Justice of the Peace or Notary Public?

by | Commercial Transactions

Notary and Justice of the Peace (JP) are not the same.  A fundamental difference between a JP and Notary is that a JP is only recognised in a particular State or Territory of Australia while a Notary is recognised both nationally and internationally.

Each Australian State and Territory has its own legislation to regulate JP’s appointment, powers and functions.  There are no national JP’s.

In South Australia, JP’s are appointed under the Justices of the Peace Act 2005 (Act) and do not charge a fee for service.

The main function of a JP in South Australia is to act as an independent and objective witness to documents to be used in South Australia.  The Act also provides for a JP who is temporarily outside of South Australia to witness documents if those documents are to be used in South Australia.

If a document is to be used overseas, it would not be appropriate for a JP to attend to witnessing or authenticating it because of the JP’s limited powers and functions; Notaries have this exclusive right.

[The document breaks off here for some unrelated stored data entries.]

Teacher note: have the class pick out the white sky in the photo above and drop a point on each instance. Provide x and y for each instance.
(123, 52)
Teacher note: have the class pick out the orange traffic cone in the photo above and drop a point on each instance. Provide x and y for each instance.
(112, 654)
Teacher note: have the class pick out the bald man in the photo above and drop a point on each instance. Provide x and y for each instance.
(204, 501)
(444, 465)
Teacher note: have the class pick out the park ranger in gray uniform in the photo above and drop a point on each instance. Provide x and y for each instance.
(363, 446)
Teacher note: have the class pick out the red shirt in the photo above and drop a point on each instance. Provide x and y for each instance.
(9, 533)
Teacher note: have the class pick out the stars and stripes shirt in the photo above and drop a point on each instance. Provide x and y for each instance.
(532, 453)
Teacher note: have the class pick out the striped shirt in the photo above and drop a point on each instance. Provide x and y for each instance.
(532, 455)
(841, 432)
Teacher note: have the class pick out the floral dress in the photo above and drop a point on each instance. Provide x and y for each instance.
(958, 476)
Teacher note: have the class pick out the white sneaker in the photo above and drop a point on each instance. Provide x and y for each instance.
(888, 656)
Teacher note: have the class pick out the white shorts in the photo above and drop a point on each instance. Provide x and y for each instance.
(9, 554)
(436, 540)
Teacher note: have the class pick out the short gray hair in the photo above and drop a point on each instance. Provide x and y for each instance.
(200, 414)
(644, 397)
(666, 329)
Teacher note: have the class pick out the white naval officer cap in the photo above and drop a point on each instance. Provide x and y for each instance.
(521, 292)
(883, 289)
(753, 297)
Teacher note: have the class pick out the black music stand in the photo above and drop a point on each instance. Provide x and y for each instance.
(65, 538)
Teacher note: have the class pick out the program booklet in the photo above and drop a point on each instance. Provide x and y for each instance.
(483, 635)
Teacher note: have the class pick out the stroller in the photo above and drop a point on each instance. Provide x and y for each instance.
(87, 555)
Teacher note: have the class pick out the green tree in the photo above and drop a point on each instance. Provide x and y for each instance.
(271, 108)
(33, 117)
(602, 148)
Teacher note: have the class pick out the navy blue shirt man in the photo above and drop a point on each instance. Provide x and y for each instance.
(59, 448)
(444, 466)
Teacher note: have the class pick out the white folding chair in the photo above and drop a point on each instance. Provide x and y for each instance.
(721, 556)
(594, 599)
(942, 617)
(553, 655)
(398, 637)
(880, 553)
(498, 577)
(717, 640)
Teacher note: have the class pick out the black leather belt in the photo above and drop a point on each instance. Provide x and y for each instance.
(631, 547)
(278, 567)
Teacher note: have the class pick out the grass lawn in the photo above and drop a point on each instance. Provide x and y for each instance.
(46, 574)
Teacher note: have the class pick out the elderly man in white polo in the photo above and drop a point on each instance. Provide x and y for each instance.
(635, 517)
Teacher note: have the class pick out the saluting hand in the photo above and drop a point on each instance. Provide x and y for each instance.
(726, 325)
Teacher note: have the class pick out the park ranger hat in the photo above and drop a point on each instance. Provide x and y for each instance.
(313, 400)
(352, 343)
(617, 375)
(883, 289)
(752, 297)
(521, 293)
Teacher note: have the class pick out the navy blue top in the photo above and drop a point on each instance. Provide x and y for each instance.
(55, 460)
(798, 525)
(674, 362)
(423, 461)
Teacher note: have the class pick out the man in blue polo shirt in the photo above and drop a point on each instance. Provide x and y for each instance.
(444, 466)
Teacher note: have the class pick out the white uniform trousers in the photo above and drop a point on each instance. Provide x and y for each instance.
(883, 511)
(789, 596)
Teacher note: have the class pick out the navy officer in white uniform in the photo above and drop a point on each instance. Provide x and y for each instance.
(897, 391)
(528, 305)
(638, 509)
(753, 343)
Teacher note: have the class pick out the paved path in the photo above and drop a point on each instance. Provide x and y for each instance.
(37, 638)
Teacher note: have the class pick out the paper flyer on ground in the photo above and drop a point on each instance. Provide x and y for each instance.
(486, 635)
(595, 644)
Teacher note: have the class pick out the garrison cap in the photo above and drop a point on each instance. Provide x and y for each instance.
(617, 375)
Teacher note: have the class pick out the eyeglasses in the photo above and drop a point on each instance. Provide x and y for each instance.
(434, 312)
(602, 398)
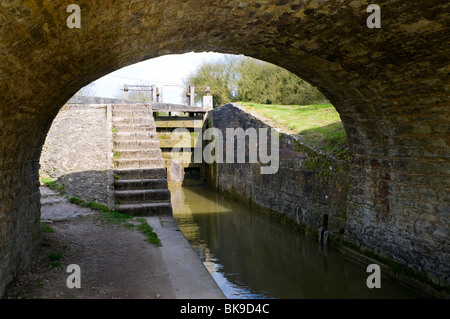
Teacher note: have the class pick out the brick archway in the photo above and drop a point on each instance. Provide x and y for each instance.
(390, 86)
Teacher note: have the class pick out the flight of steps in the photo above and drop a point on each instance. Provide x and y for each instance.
(140, 179)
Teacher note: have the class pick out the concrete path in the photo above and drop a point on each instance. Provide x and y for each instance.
(188, 277)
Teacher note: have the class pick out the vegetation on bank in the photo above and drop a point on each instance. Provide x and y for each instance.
(318, 125)
(105, 215)
(239, 78)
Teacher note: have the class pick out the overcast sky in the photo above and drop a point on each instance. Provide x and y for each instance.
(168, 69)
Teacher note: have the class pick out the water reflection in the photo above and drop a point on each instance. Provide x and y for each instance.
(251, 255)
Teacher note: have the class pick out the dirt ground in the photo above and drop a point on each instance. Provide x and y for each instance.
(115, 261)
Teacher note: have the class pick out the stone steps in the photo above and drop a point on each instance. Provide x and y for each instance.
(145, 173)
(138, 153)
(140, 179)
(135, 184)
(145, 209)
(134, 145)
(138, 163)
(135, 136)
(143, 195)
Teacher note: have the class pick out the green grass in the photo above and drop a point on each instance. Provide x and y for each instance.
(112, 217)
(106, 216)
(54, 259)
(147, 230)
(318, 125)
(52, 184)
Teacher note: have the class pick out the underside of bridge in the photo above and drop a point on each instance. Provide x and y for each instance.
(390, 86)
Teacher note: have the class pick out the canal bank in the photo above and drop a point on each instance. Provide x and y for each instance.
(116, 262)
(325, 197)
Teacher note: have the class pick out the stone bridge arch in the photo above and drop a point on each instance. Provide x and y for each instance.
(390, 86)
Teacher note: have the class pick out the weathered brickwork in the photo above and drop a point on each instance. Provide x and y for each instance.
(390, 85)
(309, 189)
(76, 149)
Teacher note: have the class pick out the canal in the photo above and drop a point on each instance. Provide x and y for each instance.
(251, 255)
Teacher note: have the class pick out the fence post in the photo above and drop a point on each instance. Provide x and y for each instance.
(154, 94)
(192, 95)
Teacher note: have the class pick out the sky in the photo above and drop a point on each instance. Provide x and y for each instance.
(168, 69)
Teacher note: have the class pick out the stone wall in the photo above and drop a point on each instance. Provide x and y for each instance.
(309, 189)
(389, 85)
(75, 152)
(316, 191)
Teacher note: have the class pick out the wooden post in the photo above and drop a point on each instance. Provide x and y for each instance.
(192, 95)
(154, 94)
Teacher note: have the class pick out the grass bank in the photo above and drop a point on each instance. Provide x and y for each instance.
(318, 125)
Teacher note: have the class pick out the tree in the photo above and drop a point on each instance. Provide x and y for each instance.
(238, 78)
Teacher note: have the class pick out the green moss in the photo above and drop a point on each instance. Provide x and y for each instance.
(147, 230)
(396, 269)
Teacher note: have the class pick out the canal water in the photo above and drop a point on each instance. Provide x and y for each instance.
(251, 255)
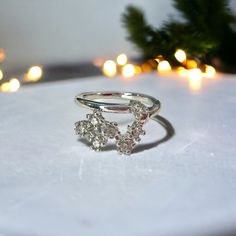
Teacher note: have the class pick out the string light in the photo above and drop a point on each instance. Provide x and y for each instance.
(128, 71)
(182, 71)
(109, 68)
(180, 55)
(34, 73)
(138, 70)
(122, 59)
(163, 66)
(210, 71)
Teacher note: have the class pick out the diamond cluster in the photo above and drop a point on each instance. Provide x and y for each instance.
(97, 130)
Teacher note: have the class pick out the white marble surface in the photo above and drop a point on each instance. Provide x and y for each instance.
(52, 185)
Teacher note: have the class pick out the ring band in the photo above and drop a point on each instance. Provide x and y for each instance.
(97, 130)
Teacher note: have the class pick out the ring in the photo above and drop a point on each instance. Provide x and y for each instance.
(97, 130)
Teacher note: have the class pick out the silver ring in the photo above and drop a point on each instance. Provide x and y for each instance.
(97, 130)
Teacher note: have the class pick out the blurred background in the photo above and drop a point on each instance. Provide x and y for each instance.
(67, 38)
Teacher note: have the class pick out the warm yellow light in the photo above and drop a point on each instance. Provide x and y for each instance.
(5, 87)
(159, 58)
(34, 73)
(210, 71)
(121, 59)
(2, 55)
(146, 67)
(128, 71)
(1, 75)
(98, 62)
(195, 79)
(180, 55)
(163, 66)
(138, 70)
(14, 85)
(109, 68)
(182, 71)
(191, 64)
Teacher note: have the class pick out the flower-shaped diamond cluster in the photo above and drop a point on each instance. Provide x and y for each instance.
(96, 130)
(125, 143)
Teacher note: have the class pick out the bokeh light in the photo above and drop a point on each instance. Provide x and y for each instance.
(5, 87)
(182, 71)
(164, 66)
(180, 55)
(122, 59)
(191, 64)
(109, 68)
(210, 71)
(128, 71)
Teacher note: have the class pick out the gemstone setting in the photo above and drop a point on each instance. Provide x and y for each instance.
(97, 130)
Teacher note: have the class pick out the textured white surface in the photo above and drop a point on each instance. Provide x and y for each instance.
(52, 184)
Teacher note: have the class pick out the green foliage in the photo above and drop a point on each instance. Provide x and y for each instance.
(207, 31)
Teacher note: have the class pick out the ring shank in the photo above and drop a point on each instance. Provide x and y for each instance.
(88, 99)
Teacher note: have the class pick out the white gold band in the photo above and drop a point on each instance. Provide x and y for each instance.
(97, 130)
(88, 99)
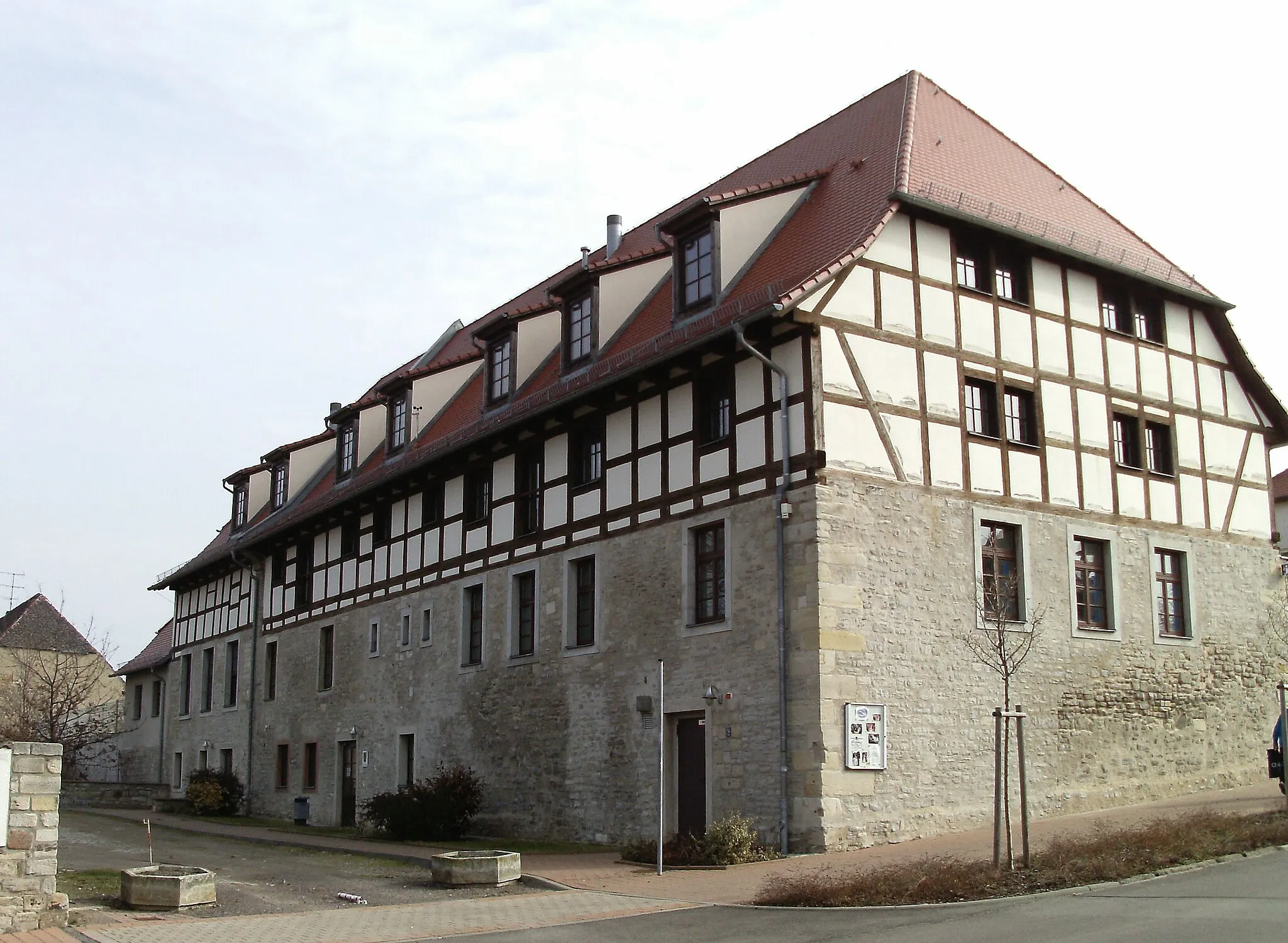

In South Australia, a Notary Public is a specially qualified practising lawyer appointed under the terms of the Notaries Public Act 2016 and admitted to the Supreme Court as a Notary Public.  Each Notary has a seal and their signature is officially recorded in a data base held by the Department of Foreign Affairs and Trade which is recognised in Australia and overseas.

Notaries hold a unique office of trust and, unlike a JP, are qualified to take oaths and to witness documents for use not just in Australia but also internationally.  The most common role of a Notary is, however, to administer oaths, witness the execution of documents and certify documents for use outside of Australia.  Notaries charge a fee for service.